The Howard government, along with the media and opposition parties, is already turning a blind eye to the TNI’s wars of attrition in Aceh and Papua. In mid-2003, Megawati and her then security minister Yudhoyono gave the green light for an offensive by 50,000 heavily-armed troops against separatist rebels in Aceh. Despite a media blackout, reports leaked out of the province of summary executions, torture, rape and arbitrary detention.

After initially ignoring the December 26 tsunami disaster, Howard seized the opportunity to strengthen ties with Jakarta and to dispatch of Australian troops to Aceh—a key resource-rich region adjacent to the strategic Malacca Strait. Australian troops collaborated in Aceh with the Indonesian military even as it was engaged in continuing operations against separatist rebels. The operation created a precedent for the closer defence ties. Jakarta immediately approved the return of Australian troops following the Sumatran earthquake two weeks ago—unlike the delays and suspicion that surrounded the initial Australian involvement.

A bipartisan policy

The two visits last week mark a certain coalescence within Australian ruling circles and shelving of foreign policy disagreements. With the backing of the Bush administration, Howard has embarked on a more active approach to securing Australian strategic and economic interests in Asia. The government’s tsunami aid package, and now the visits by the Indonesian and Malaysian leaders, received the full backing not only of the media but also the main opposition parties—Labor and the Greens.

Labor leader Kim Beazley was just as fulsome in his praise of Yudhoyono as Howard. Declaring these were historic times, he enthused: “There is now an Indonesian leader who comprehends us completely. This is a prize for this country beyond measure.” The comments underscore Labor’s bipartisan support on foreign policy as on every other issue. Insofar as it has any differences with the Liberal-National coalition, Labor is promoting itself as a more effective instrument for prosecuting the interests of Australian imperialism.

The objections of Labor, and also the Greens, to Howard’s support for the Iraq invasion were that the government should be focussed on matters closer to home—in the neighbouring region. Now that Howard has clinched the visits of Yudhoyono and Abdullah and is securing closer relations in Asia, particularly with Indonesia, Labor has very little to say.

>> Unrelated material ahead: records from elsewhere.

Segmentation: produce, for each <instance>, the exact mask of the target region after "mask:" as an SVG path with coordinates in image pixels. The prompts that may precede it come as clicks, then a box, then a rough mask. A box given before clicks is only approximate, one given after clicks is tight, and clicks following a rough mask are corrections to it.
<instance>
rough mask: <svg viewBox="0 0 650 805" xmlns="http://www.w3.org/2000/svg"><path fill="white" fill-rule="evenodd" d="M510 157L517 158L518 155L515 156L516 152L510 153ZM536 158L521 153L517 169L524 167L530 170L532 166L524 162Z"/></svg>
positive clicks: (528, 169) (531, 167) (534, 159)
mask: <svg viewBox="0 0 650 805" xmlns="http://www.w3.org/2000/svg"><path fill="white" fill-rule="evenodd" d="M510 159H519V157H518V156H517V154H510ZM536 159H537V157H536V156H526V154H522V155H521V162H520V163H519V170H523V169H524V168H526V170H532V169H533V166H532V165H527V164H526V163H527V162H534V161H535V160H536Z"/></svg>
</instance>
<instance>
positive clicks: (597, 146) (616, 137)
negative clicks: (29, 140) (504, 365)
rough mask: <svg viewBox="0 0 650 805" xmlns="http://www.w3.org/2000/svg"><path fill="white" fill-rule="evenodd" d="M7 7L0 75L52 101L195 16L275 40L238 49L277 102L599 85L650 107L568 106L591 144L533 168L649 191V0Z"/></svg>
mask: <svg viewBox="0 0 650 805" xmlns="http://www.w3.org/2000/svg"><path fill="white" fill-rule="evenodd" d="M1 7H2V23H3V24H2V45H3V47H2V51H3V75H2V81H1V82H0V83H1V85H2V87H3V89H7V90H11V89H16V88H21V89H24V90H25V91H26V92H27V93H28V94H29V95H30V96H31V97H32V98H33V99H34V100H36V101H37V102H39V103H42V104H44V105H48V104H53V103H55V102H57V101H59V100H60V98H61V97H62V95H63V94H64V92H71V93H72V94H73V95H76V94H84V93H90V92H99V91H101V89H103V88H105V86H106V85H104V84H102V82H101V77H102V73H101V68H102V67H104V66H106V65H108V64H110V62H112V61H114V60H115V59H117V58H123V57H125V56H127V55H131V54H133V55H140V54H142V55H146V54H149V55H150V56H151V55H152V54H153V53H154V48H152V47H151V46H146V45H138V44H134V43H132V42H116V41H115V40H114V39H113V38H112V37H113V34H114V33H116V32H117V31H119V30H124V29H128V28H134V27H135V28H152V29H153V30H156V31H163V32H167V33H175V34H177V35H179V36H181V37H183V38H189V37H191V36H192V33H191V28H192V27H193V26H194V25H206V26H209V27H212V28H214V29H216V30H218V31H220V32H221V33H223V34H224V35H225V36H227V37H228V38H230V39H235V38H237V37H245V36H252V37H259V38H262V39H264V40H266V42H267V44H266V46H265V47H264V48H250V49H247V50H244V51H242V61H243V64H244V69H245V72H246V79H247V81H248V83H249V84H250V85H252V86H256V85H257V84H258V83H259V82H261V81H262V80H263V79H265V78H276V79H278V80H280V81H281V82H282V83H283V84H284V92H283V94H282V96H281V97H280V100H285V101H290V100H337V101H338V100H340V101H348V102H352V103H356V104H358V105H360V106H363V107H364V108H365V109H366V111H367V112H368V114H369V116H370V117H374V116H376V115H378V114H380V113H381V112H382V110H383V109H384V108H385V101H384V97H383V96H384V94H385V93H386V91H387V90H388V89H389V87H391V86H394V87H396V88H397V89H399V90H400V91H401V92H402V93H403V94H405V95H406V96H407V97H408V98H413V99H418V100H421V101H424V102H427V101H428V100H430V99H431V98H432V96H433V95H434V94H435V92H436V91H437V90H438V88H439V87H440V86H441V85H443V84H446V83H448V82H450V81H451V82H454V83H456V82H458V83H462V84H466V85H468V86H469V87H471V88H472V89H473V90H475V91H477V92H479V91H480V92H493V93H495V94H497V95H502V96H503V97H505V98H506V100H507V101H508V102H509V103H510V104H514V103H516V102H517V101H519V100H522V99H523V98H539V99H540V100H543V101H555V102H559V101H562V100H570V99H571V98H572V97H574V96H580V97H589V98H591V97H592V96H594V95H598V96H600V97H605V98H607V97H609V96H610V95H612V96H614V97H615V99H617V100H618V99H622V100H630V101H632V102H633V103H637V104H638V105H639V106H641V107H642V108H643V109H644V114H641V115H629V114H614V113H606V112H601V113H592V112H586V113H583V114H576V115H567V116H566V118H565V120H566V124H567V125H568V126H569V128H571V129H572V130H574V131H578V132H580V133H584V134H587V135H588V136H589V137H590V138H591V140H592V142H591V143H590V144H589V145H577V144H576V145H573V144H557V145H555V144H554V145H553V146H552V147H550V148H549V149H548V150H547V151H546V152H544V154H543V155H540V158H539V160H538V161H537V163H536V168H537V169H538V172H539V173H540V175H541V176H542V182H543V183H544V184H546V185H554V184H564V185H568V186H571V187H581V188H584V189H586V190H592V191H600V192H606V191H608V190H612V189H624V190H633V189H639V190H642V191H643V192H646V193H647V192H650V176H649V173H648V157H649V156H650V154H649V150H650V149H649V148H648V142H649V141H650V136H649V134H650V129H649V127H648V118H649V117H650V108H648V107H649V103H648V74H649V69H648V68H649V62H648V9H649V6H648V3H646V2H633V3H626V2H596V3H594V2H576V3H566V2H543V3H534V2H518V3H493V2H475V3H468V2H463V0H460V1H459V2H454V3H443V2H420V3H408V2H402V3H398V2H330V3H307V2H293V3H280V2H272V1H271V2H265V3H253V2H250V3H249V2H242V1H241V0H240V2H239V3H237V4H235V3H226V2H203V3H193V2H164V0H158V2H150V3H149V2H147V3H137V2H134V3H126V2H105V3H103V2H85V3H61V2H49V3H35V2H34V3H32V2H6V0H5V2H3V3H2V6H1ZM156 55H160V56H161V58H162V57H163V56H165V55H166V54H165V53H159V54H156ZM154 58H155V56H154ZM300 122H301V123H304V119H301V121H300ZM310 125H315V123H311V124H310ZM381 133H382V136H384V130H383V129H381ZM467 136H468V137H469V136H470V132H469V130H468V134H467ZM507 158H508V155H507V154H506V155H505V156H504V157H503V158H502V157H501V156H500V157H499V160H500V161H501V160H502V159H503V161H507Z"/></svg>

An article by Paul Keating published in the Sydney Morning Herald last week highlighted the common approach of the major parties. Keating rather peevishly criticised Howard for adopting the policy of previous Labor governments. The headline summed up the argument: “Be honest, new Asian role is an old idea but still a good one.”

As Keating pointed out, previous Labor governments had maintained close relations with Washington and involved Australian military forces in the first Gulf War in 1990-91. “As a prime minister I committed troops to a US-led force in Somalia in 1993. Hawke [former prime minister], Gareth Evans [former foreign minister] and I never turned our backs on the US to curry favour with Asia. On the contrary, we leveraged our closeness with the US to make ourselves more effective in the region,” Keating bragged.

The former prime minister noted that the Labor government’s involvement in establishing the Asia Pacific Economic Cooperation (APEC), cutting across Malaysia’s promotion of an exclusive East Asia Economic Caucus, was done with Washington’s backing. “A former national security adviser to Bush snr, Brent Scowcroft, told me that Australia had, with the APEC leaders’ meeting, set up a political structure in Asia that the US simply could not have set up itself. Everyone, he said, was too suspicious of US motives and US power.”

As prime minister, Keating attempted to put a different gloss on his foreign policy. His “big picture” was for a more independent approach—less reliant on the US and more closely aligned to Asia. His latest declaration that Howard is mimicking Labor’s previous policies is not simply a personal comment, but reflects the mood in the Labor Party as a whole. It indicates that even the limited past tactical disagreements with Howard, over the Iraq invasion in particular, are in the process of being discarded.